June 1982. The same day that Brazil played the Soviets marked the cease fire at the Malvinas (or Falkland) islands. Argentina’s war adventure had failed and the result is that they broke their own treasury, accelerating the end of the dictatorship. As dominos falling, that year would see defaults in Mexico and Brasil. By the end of the year all major Latin American countries were in economic trouble. By the end of the decade all dictatorships had fallen: Argentina, Brasil, Paraguay, Chile and Uruguay.
Redemocratization brought new hope for the favelas. Social movements were now part of the political process and not underground organizations. Newly elected governments in Rio de Janeiro for instance started to recognize the favelas not as a problem (to be extirpated) but as cheap solutions to an enormous housing shortage. Oscar Niemeyer started designing the CIEPS, full time schools built on the periphery of Rio to educate, feed and entertain kids. The largest Brazilian cohort ever was born that year (1982) and is now turning 30, certainly enjoying the best labor market ever since.

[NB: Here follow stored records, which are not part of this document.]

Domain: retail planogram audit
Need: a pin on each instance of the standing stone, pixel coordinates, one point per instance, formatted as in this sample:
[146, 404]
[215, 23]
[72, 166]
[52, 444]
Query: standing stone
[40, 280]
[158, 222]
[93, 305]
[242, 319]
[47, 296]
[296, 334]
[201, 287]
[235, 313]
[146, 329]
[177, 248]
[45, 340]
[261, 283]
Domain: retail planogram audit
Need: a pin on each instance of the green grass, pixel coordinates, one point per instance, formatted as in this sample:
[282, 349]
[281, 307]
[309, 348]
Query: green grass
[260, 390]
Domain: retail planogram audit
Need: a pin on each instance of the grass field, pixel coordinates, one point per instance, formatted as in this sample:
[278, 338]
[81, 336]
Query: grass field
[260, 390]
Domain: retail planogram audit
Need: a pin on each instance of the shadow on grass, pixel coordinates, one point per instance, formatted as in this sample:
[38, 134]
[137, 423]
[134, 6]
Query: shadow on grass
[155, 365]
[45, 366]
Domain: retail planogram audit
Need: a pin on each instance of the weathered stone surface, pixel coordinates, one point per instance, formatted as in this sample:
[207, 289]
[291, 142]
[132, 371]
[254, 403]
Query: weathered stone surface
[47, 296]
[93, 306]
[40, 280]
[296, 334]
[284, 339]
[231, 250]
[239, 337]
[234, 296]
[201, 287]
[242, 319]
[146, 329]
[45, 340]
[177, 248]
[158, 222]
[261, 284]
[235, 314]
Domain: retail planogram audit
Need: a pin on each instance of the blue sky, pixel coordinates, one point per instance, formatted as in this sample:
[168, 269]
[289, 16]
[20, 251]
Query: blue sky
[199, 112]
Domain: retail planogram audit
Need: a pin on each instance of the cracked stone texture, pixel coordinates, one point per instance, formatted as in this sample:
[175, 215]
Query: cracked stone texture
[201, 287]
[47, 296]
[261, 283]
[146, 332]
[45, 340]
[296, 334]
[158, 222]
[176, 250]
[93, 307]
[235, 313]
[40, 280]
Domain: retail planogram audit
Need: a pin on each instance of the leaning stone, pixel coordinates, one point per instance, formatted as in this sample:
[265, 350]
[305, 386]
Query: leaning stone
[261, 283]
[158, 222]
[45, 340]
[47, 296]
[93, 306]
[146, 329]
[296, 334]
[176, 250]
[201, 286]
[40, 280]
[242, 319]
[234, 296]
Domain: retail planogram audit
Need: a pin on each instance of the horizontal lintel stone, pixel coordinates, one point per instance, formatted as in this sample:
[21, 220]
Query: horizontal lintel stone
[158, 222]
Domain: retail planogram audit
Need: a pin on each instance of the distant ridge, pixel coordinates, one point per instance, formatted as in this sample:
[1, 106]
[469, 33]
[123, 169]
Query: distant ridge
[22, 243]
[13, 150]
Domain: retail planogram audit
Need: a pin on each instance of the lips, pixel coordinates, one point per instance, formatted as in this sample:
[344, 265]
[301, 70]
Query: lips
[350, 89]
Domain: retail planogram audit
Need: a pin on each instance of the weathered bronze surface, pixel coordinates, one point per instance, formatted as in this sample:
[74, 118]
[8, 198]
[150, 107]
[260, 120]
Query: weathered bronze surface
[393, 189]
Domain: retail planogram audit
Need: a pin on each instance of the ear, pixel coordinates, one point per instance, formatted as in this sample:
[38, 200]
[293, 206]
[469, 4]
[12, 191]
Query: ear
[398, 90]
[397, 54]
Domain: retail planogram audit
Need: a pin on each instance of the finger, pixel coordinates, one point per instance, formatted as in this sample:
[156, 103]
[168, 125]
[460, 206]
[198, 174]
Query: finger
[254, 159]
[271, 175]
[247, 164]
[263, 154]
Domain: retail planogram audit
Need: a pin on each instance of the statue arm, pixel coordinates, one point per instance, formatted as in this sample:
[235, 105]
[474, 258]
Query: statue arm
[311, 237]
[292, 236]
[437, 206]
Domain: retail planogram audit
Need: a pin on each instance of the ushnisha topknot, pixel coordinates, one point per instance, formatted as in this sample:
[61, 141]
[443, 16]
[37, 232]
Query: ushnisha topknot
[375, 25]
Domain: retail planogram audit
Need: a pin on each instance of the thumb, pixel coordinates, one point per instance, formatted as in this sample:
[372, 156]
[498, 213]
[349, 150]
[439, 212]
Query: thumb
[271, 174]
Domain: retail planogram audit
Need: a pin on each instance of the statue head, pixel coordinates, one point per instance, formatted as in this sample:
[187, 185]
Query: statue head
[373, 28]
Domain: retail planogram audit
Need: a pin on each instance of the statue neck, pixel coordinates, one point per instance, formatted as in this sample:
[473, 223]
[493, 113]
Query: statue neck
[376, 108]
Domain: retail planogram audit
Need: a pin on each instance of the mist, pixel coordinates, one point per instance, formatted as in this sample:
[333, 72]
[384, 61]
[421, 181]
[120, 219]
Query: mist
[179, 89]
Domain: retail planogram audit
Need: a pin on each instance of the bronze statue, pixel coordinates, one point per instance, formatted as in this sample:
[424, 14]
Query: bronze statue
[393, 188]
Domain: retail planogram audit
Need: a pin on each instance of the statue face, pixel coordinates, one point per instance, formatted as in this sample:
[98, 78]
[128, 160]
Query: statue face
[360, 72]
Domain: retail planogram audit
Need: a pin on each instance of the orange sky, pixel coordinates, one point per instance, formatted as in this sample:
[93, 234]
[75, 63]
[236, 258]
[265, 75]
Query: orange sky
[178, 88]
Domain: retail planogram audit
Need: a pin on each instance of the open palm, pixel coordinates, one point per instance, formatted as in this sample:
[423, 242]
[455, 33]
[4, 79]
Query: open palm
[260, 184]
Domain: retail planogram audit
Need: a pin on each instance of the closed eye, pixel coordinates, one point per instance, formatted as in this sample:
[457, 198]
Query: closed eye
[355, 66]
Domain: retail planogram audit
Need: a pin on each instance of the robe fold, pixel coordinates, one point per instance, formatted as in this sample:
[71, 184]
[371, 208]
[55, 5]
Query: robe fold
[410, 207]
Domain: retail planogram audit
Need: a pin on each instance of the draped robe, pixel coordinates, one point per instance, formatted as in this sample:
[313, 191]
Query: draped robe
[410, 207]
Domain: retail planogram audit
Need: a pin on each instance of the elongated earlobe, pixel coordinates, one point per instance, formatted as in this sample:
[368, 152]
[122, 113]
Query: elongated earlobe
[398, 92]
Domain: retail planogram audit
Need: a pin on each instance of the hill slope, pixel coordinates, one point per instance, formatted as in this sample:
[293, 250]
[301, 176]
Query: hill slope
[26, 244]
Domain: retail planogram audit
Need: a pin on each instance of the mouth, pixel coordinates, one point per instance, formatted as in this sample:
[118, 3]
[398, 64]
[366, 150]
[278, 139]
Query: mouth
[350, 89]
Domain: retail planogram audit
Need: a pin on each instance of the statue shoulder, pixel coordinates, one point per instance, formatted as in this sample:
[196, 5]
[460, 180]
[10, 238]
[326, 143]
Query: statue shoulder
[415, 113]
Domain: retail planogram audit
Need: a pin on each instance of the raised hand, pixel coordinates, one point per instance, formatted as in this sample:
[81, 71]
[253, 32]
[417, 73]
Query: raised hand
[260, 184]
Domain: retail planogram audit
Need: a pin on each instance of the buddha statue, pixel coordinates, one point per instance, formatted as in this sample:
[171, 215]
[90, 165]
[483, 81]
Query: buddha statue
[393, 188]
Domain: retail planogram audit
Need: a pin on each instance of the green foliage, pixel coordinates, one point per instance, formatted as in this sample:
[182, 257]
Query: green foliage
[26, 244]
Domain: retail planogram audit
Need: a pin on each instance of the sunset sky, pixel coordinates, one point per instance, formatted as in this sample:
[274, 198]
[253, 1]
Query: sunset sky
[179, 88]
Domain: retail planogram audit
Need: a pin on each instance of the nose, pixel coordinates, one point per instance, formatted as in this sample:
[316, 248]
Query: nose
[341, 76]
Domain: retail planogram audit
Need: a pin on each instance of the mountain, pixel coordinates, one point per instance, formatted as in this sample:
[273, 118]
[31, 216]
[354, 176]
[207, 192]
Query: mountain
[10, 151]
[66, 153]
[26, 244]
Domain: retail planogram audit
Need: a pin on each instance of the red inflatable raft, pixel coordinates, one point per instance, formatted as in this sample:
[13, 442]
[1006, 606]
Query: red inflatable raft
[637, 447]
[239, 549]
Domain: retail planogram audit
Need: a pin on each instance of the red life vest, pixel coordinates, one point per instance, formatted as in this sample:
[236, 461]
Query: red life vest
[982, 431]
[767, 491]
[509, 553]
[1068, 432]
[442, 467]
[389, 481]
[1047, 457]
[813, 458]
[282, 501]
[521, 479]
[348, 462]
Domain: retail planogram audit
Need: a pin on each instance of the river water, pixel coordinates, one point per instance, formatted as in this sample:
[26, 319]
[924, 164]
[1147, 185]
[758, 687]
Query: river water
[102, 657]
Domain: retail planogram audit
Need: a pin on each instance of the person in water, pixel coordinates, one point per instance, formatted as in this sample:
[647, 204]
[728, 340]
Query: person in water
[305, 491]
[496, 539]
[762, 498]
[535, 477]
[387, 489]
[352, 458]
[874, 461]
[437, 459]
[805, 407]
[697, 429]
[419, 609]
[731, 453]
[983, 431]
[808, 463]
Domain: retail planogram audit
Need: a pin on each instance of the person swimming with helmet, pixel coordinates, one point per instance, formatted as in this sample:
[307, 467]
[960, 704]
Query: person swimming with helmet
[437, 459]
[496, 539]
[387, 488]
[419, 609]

But the same crisis of external debt that helped bring the dictatorships down also ensured that the 1980s would be the “lost decade” in Latin America. Brasil, Argentina and Mexico saw their economies stagnate during the 1980s. The effect on the favelas was that the new political liberties were not matched by parallel investments for absolute lack of money (supported by IMF stringent guidelines). Later in 1986 Diego Maradona won the World Cup almost by himself while at home the fresh (and still financially broke) democracies of Brazil, Argentina, Uruguay and Paraguay were cooking Mercosur, starting a collaboration that changed the region’s geopolitics.
Sometimes loosing here helps you win further down the road.